En abril de 1959 un joven José Revueltas analizaba la huelga del sindicato de ferrocarrileros y la participación del Partido Comunista Mexicano en esa acción, aplastada por el gobierno federal del mexiquense Adolfo López Mateos: “El gobierno de López Mateos, dispuesto como estaba, con paro general o sin él, a pulverizar al Sindicato Ferrocarrilero y a barrer con toda expresión independiente de la clase obrera, había dejado llegar a los trabajadores ferrocarrileros –aun por medio de insinuaciones de amistosa tolerancia– al punto en que podía batirlos del modo más aplastante. Así, la desorbitada represión del Gobierno no se dejó esperar para descargarse como un rayo sobre las masas trabajadoras, y después de amargos, heroicos días de lucha, un telegrama, que firmaba el único líder sindical que había quedado libre, trasmitía a los aún no vencidos proletarios ferrocarrileros la orden del regreso al trabajo”.

Desde entonces y desde mucho, mucho antes, nada ha cambiado en México.

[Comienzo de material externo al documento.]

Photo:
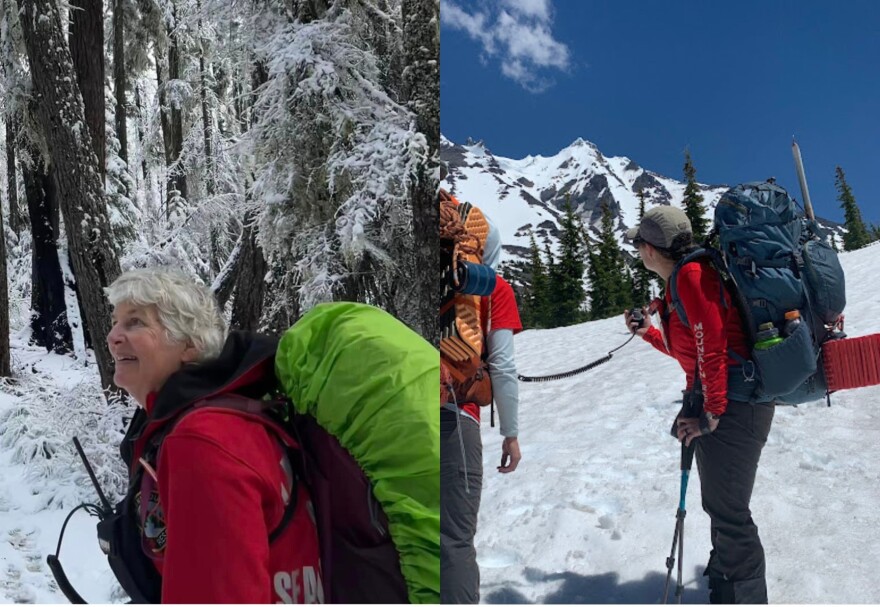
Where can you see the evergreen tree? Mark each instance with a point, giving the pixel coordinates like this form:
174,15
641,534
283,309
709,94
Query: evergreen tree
693,200
535,303
610,287
550,311
856,233
568,274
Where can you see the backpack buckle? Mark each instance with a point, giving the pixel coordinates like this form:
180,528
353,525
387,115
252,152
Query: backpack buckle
749,370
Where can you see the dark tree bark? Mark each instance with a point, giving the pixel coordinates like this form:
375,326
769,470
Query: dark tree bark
140,124
49,326
172,122
206,115
421,80
11,180
119,78
247,309
5,369
87,51
227,277
59,109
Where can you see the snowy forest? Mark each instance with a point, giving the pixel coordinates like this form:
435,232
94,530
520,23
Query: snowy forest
592,277
281,151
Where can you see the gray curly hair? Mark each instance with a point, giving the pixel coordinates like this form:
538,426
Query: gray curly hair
187,311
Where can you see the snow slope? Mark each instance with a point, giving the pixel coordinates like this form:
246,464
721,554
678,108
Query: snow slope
589,515
35,497
522,195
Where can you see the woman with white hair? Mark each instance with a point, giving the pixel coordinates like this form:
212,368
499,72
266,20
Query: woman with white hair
213,513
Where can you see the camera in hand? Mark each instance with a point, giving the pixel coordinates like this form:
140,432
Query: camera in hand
636,319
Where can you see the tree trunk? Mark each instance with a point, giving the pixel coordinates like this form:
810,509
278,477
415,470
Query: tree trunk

La infiltración de grupos inconformes por parte del gobierno o de autoridades es más común de lo que uno cree. Em la UAEMéx se vive un capítulo de reclamo legítimo, que debe organizarse de mejor manera para poder conseguir lo que, públicamente, ha expresado. Ningún movimiento está exento de matices y su debilidad radica en los componentes menos comprometidos que lo conforman, incluso en alguno de sus extremos. Para que un movimiento como el que se observa en la UAEMéx sea exitoso, debe dejar de ser espontáneo y comenzar a elaborar un programa verdadero de acción política, unión e interacción social. Los chicos, quienes legítimamente busquen cambios en su escuela y en la sociedad, deberán entender que aislados perderán fuerza, y deberán aprender que abriéndose no siempre conseguirán la ayuda adecuada.

Los infiltrados, de cualquier manera, ya están ahí. Por eso, menos Paz y más Revueltas.